Definition
A positive-displacement pump that uses two meshing gears rotating inside a close-fitting housing to move fluid. Fluid is drawn into the spaces between the gear teeth on the inlet side, carried around the outside of the gears against the housing wall, and forced out the discharge side as the teeth re-mesh. Each rotation moves a fixed volume of fluid, so output is steady and predictable for a given pump speed.
Plain English
A pump with two interlocking gears inside a sealed case. As the gears turn, they trap fluid between their teeth and the case wall and push it from the inlet to the outlet. Every turn moves the same amount of fluid.
Context Anchor
Seen in aircraft hydraulic, fuel, and oil system descriptions, especially when explaining how fluid flow or pressure is produced.
Derivation
“Gear” commonly means a toothed wheel used to transfer motion. “Pump” means a device that moves fluid.
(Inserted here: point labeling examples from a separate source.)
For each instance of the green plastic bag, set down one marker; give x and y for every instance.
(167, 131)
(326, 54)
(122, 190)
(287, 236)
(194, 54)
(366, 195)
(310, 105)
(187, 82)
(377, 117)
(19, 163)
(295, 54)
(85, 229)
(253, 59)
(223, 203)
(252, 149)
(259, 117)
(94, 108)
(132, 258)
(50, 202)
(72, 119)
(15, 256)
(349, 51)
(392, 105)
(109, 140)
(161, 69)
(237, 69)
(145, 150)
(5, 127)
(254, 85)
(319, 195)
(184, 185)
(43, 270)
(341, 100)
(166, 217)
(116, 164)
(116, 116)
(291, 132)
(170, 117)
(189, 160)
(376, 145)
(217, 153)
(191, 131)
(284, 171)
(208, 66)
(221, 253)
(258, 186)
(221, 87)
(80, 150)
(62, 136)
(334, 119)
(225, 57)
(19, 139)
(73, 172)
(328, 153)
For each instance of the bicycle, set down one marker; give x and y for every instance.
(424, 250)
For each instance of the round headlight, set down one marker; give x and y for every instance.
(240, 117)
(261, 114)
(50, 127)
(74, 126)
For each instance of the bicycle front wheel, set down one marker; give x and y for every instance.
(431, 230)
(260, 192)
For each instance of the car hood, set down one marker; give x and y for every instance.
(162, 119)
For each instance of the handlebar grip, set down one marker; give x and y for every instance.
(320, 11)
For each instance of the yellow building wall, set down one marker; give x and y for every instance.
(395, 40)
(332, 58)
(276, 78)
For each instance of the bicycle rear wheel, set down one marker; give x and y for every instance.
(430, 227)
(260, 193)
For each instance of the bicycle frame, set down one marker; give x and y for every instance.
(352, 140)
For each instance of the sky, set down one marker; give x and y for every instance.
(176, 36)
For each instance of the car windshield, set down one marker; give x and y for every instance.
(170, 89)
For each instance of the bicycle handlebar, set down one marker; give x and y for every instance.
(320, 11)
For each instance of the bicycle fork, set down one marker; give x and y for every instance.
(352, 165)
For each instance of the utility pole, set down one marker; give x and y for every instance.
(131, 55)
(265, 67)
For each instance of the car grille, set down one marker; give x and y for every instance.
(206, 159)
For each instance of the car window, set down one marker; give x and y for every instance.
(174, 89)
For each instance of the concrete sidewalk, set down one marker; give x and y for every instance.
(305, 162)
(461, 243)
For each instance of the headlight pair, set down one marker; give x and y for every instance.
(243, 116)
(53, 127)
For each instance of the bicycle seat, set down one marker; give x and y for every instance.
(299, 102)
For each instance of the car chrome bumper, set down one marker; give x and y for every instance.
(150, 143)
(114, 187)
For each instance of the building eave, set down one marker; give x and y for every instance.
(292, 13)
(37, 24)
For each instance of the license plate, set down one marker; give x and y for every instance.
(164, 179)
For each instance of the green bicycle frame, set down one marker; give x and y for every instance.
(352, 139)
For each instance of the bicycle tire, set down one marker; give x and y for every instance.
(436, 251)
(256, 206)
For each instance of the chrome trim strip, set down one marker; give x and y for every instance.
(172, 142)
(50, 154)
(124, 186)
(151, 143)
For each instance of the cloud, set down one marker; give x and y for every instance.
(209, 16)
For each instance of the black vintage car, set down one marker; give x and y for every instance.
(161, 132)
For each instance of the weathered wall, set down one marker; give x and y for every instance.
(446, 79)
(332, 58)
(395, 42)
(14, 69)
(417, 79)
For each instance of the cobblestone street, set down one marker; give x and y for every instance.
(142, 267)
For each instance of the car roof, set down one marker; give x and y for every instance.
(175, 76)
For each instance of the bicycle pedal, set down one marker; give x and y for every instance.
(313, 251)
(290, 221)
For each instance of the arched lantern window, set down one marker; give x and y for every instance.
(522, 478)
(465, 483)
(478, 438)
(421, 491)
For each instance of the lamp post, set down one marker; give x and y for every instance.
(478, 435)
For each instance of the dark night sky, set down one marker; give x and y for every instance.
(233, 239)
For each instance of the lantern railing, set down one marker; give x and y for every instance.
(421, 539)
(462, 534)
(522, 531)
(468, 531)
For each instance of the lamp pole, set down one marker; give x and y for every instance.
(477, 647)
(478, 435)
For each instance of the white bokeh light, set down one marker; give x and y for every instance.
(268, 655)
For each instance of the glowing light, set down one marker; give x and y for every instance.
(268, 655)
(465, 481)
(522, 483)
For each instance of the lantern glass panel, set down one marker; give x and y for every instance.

Together, “gear-type pump” describes a pump whose main moving parts are gears.
Why Pilots Care
Gear-type pumps are workhorses in aircraft hydraulic and lubrication systems. Knowing they are positive-displacement helps explain why these systems need pressure relief valves -- the pump will keep pushing fluid regardless of downstream pressure, which can cause damage if there is no relief path.
Analogy
Picture two close-fitting toothed wheels turning together. Fluid gets carried around the outside edges between the teeth and the case, then is squeezed out at the other side.
Intuition Check
“Gear-type” does not mean a pump used only for landing gear. Here, “gear” means the toothed wheels inside the pump that move the fluid.
Example Sentence 1
The engine-driven gear-type pump supplies pressurized oil to the lubrication system whenever the engine is running.
Example Sentence 2
During inspection the mechanic checked the gear-type pump for scoring on the gear teeth.